Mais, si de nos malheurs vous exigez l’histoire,
S’il faut en rappeler l’affligeante mémoire,
Quoiqu’au seul souvenir de ces scènes d’horreur
Mon cœur épouvanté recule de terreur,
J’obéis. Rebutés par dix ans de batailles,
Las de languir sans fruit au pied de nos murailles,
Las de voir par le sort leurs assauts repoussés,
Les Grecs, courbant des ais avec art enchâssés,
D’un cheval monstrueux en forment l’édifice :
Pallas leur inspira ce fatal artifice.
C’est un vœu, disaient-ils, pour un retour heureux :
On le croit. Cependant en ses flancs ténébreux
Ils cachent des guerriers, et de ses antres sombres
Une élite intrépide ose habiter les ombres.

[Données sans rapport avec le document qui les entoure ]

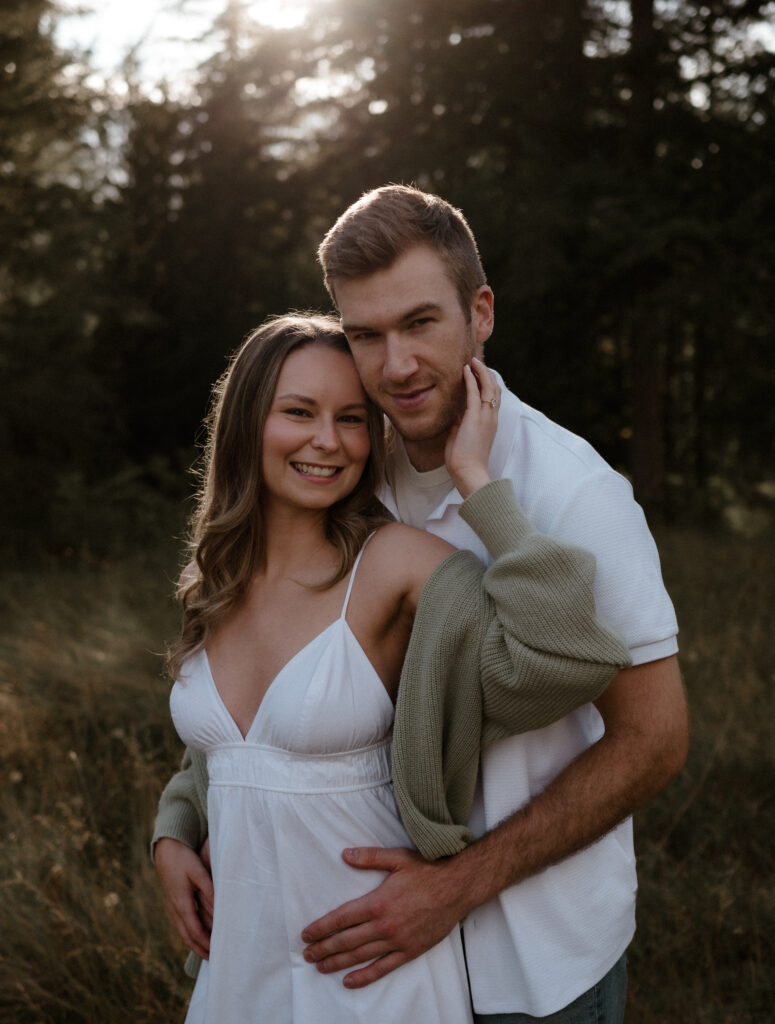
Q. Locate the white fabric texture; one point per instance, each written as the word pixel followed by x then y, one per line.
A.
pixel 544 942
pixel 311 777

Une île, Ténédos, est son antique nom,
S’élève au sein des mers, à l’aspect d’Ilion.
Avant nos longs malheurs qui sont tombés sur elle,
Son port fut florissant ; mais sa rade infidèle
N’offre plus qu’un abri peu propice au nocher.
Là sur des bords déserts les Grecs vont se cacher,
Nous les croyons partis ; sur les liquides plaines
Nous croyons que le vent les remporte à Mycènes.